Performance issue for Large File Conversion to PDF with LibreOffice and JodConverter

I am using LibreOffice to convert documents to PDF with the help of JodConverter. I am facing performance issues when converting large files, such as those between 30 and 40 MB, which take a long time to convert and sometimes fail. I also tried using the command line, but I encountered the same issue. How can I improve the performance of the conversion?

Excuse me Sir, but I would like to know if you are the actual author of the files and what kind of word processor you usually practice with.

Awaiting your kind reply

Sincerely yours

nicholas

I have a requirement to convert all user attachments to PDF during export. The file types I need to convert include “.xls”, “.xlsx”, “.doc”, “.docx”, “.ppt”, “.pptx”, and “.rtf”.

Currently, I’m using LibreOffice with the JODConverter Java library, running as a microservice in AWS ECS. When a user initiates an export, the files are uploaded to S3, and I invoke a convert API that retrieves them from S3, converts them to PDF, and uploads the results back to S3.

However, I’ve noticed that LibreOffice is quite slow in converting these documents. Is there any way to optimize the performance? Alternatively, are there other open-source tools available that can convert these file types to PDF more efficiently?

Use a Windows PC with MS software and a virtual PDF printer. Write a script feeding the right MS application with the right document, the print switch and the name of your PDF printer.

JodConverter is a separate program and not part of LibreOffice; I suggest you will get more helpful and knowledgeable replies from a forum that specialises in JodConverter (if there is one?).
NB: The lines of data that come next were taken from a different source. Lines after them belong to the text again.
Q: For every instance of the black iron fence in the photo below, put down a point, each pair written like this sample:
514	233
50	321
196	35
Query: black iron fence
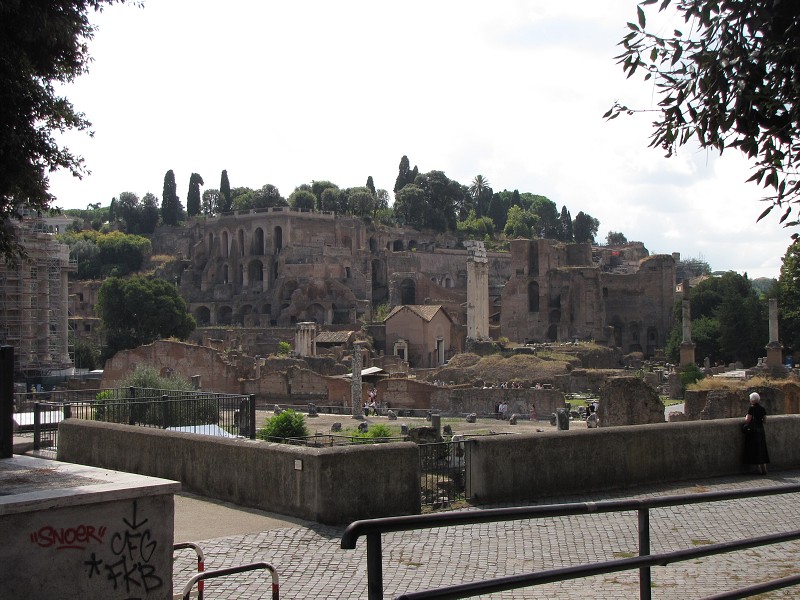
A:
373	529
207	413
443	470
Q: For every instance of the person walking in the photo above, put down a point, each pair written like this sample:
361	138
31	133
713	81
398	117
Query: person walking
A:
755	439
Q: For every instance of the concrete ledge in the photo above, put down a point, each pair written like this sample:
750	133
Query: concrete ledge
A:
327	485
527	467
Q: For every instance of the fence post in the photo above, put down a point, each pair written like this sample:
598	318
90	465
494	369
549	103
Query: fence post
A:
6	401
374	567
644	550
37	427
252	416
167	410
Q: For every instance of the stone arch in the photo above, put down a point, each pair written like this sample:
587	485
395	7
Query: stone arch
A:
224	315
533	297
315	312
379	288
225	245
258	242
288	289
255	271
618	327
202	315
408	291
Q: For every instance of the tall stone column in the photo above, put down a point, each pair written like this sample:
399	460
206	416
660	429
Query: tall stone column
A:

Have you tried the LibreOffice built in export to PDF? You can run that from the command line also Starting LibreOffice Software With Parameters

Additionally, it seems your file format amongst other things will have an affect on performance according to the JodConverter Wiki Performance · jodconverter/jodconverter Wiki · GitHub

I’d say it is more a shell to call Open- or LibreOffice, wich will does the actual conversion. So I guess better performance for a single job can only be reached with better hardware.
.
There are hints to use more than one profile/connection in the docs, but this would only speed up conversion of large numbers of documents. There is no possibility of parallel rendering of individual pages etc…

1 Like

A 2MB RTF file is taking a long time to convert and eventually fails when running the following command through the command line. How can I speed up this conversion? Below is the script I’m using:

soffice --headless --convert-to pdf --outdir D:/convert_to_pdf/output D:/convert_to_pdf/input/2024-09-19-07-34-02-2mb.rtf

Any suggestions for improving performance would be appreciated.

I have a requirement to convert all user attachments to PDF during export. The file types I need to convert include “.xls”, “.xlsx”, “.doc”, “.docx”, “.ppt”, “.pptx”, and “.rtf”.

Currently, I’m using LibreOffice with the JODConverter Java library, running as a microservice in AWS ECS. When a user initiates an export, the files are uploaded to S3, and I invoke a convert API that retrieves them from S3, converts them to PDF, and uploads the results back to S3.

However, I’ve noticed that LibreOffice is quite slow in converting these documents. Is there any way to optimize the performance? Alternatively, are there other open-source tools available that can convert these file types to PDF more efficiently? Kindly help me with this.

What kind of hardware are you running this process on? Can you share the file that is taking too long?

Also, the --backtrace argument may give you more detail (I’ve never tried it myself)